By Barbara O’Neill, Ph.D., CFP®, Rutgers Cooperative Extension, [email protected]
Military Personal Financial Management (PFM) program personnel have an opportunity to change the lives of the military families that they serve. In the case of young enlisted military personnel, the potential exists for them to become millionaires through a combination of regular savings and compound interest.
Even small dollar amounts will grow to 5-, 6- or 7-figure sums with decades of compound interest. Math genius Albert Einstein was so impressed with this concept that he called compounding the “8th wonder of the world.”
A savings account for emergencies and a tax-deferred Thrift Savings Plan (TSP) retirement account are two great places to save. Service members who save $4,000 annually (about $77 week) at a 7% average annual return will have almost $850,000 in 40 years according to the Bankrate Compound Interest Calculator.
When an employer matches young adults’ savings, they can easily become millionaires! With the new Blended Retirement System (BRS) that went into effect in 2018, service members may receive up to 4% in matching contributions, on top of a 1% automatic contribution, until they reach 26 years of service.Below are six action steps for service members to take to build a base of savings:
- Save a Dollar a Day- Put a dollar a day, plus pocket change, into a can or jar. At the end of each month, they’ll be about $50 to deposit into a savings account. Financial planners advise saving 3 to 6 months expenses for emergencies but any amount of savings is better than none. As services members’ pay increases, they might save $3, or even $5, a day, plus loose change (about $120 and $180 monthly).
- Live Below Your Means– Track expenses for a month or two to identify spending leaks and to “find” money to save.
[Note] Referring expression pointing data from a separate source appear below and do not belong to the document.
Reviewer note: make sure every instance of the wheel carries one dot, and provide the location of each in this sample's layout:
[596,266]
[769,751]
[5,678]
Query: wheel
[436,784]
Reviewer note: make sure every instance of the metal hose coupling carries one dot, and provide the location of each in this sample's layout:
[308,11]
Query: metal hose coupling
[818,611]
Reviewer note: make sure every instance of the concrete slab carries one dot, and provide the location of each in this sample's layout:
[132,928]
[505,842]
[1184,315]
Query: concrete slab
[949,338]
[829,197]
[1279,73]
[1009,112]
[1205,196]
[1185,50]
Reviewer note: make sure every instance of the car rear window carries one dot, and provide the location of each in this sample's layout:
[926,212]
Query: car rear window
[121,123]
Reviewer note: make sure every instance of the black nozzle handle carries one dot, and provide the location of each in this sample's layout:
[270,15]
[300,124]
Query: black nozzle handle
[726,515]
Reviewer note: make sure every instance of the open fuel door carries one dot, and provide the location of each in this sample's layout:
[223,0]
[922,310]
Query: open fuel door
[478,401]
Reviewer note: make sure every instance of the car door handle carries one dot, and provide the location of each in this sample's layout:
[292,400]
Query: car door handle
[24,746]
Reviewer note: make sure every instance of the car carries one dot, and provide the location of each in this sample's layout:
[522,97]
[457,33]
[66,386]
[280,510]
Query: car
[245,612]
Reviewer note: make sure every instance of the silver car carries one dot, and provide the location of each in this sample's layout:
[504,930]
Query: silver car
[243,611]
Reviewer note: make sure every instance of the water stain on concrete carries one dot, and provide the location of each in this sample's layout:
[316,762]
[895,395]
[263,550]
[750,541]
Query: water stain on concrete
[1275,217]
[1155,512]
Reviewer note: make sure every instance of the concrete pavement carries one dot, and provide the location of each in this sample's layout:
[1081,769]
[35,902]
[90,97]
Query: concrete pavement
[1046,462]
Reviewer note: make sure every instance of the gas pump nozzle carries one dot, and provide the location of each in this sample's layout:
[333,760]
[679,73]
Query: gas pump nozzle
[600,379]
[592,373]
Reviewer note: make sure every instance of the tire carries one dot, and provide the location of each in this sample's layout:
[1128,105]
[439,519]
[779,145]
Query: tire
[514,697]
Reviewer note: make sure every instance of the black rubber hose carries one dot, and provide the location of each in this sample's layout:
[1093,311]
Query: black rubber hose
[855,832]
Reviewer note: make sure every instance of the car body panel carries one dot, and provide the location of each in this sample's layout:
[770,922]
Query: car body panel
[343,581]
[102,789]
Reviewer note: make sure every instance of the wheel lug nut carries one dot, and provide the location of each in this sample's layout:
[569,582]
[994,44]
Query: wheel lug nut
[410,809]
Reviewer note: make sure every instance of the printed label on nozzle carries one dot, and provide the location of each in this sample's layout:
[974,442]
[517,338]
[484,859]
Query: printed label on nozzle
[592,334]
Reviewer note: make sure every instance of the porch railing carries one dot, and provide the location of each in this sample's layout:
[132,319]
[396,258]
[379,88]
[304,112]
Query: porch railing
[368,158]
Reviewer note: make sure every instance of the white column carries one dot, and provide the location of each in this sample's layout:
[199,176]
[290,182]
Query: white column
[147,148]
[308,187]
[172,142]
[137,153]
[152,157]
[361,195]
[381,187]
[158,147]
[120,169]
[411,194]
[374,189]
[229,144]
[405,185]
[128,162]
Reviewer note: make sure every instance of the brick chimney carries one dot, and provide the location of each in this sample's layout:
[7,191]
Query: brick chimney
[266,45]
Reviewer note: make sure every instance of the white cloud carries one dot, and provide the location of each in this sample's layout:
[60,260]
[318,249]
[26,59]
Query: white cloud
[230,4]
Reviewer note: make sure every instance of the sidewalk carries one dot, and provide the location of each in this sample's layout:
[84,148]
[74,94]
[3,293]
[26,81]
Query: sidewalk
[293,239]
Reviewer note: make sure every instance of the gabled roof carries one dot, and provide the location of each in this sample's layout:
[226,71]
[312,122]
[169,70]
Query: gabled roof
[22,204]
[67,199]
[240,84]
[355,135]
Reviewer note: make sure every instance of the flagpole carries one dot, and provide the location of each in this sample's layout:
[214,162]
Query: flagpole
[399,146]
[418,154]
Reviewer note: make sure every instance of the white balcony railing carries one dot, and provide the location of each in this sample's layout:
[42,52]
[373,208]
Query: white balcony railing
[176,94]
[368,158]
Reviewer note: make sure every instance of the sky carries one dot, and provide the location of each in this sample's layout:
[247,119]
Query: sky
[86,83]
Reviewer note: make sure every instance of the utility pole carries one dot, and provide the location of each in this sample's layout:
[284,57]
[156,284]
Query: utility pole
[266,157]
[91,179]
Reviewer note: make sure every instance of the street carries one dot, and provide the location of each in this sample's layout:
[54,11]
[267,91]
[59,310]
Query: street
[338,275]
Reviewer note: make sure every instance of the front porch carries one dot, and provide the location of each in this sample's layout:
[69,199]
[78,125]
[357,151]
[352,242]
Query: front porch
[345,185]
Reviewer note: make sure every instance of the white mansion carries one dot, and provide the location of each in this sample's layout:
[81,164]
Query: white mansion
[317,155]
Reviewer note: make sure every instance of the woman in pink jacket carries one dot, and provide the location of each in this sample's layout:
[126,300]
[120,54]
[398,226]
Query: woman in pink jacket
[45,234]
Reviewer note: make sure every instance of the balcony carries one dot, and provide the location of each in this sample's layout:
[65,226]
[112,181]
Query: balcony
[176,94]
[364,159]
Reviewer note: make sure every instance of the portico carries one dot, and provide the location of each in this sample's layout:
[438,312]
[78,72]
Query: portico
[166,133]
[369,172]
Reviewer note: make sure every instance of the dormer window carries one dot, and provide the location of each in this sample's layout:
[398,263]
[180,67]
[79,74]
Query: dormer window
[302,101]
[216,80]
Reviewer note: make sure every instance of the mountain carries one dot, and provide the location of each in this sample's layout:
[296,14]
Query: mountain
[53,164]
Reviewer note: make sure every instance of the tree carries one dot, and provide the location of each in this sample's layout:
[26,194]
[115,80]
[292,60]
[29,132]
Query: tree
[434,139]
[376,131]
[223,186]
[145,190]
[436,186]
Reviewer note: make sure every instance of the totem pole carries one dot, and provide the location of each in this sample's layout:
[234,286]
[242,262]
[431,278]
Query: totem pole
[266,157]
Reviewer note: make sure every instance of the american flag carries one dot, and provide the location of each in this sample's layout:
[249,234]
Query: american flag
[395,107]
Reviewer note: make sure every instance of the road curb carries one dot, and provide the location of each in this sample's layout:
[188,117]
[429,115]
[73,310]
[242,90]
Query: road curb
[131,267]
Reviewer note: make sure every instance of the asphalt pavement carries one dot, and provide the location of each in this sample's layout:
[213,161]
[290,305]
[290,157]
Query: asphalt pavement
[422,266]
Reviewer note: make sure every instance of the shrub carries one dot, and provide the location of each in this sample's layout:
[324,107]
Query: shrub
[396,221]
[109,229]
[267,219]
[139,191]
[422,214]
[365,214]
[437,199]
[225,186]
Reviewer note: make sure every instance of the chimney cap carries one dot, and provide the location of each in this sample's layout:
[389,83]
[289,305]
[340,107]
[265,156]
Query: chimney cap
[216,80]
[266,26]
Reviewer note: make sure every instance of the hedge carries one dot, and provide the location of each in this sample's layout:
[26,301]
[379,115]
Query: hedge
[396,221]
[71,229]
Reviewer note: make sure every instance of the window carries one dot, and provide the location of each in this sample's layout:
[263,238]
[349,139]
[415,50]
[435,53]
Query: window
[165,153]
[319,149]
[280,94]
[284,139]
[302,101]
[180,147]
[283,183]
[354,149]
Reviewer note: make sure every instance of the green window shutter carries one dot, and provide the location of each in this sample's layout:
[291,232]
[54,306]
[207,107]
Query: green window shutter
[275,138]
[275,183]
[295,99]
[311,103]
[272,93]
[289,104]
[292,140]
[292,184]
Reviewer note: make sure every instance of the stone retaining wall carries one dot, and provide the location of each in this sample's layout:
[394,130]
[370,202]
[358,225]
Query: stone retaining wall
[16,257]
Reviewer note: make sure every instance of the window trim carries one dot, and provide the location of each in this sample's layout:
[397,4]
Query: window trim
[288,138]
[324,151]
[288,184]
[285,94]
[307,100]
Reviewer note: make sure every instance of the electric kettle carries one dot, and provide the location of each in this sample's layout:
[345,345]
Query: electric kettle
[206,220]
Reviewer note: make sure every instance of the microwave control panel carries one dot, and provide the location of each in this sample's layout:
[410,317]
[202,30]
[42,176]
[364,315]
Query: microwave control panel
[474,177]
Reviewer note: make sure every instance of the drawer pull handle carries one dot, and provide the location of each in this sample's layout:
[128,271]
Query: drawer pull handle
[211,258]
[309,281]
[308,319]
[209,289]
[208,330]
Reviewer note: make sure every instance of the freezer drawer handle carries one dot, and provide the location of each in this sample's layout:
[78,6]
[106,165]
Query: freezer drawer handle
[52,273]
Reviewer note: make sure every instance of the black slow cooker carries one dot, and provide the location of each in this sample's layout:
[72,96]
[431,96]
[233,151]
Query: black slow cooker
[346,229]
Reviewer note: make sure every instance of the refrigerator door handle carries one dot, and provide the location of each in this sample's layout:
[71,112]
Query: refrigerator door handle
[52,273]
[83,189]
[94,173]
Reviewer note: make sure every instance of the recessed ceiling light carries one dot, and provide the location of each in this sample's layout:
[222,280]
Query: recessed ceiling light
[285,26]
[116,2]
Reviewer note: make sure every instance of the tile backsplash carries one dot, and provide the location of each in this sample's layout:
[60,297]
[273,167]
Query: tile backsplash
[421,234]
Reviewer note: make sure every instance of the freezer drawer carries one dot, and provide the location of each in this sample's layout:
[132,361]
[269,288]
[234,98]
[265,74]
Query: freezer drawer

David Bach, author of The Automatic Millionaire, calls these expenses the “Latte Factor™” because many people spend $5 (or more) a day on fancy coffees, fast food, and similar “impulse” items. This calculator can help users identify their personal “lattes” so they can save this money instead.
- Make Savings Automatic– Automate savings because people are less tempted to spend money if they don’t see it. Automated strategies include: transferring a set amount from a checking to a savings account, making payroll deposits to a credit union, and transferring a set amount directly each month from a bank account to a mutual fund or stock dividend reinvestment plan (DRIP).
- Complete a Savings Challenge– Aim to finish savings challenges, like the 30-Day $100 Savings Challenge, 15-Week Savings Challenge, 52-Week Money Challenge, and 50-week $2,500 Savings Challenge. Challenges provide a savings goal, a designated time frame, and suggested daily or weekly savings deposits. PFM personnel might consider adding wrap-around briefings and prizes to actively encourage participation.
- Contribute to Tax-Deferred Retirement Plans– Contribute as much as possible to the Thrift Savings Plan (TSP) and/or open an Individual Retirement Account (IRA). The earlier people start saving for retirement, the more time their money has to grow, even if it is a small sum. TSP and tax-deductible traditional IRA deposits and earnings are taxed upon withdrawal. Roth IRAs have no up-front tax deduction but earnings are tax-free after age 59 ½ for accounts open at least 5 years.
- Earn “Free Money”- Try to save at least the maximum amount of money that can be matched. This is “free money” that should not be passed up. Dollar for dollar matched savings is like getting a 100% return on an investment. When pay increases, raise the TSP contribution, which can raise matched savings. TSP savings plans in the BRS offer four benefits: employer matching, a federal income tax write-off, ongoing tax-deferral, and automatic deposits via payroll deduction.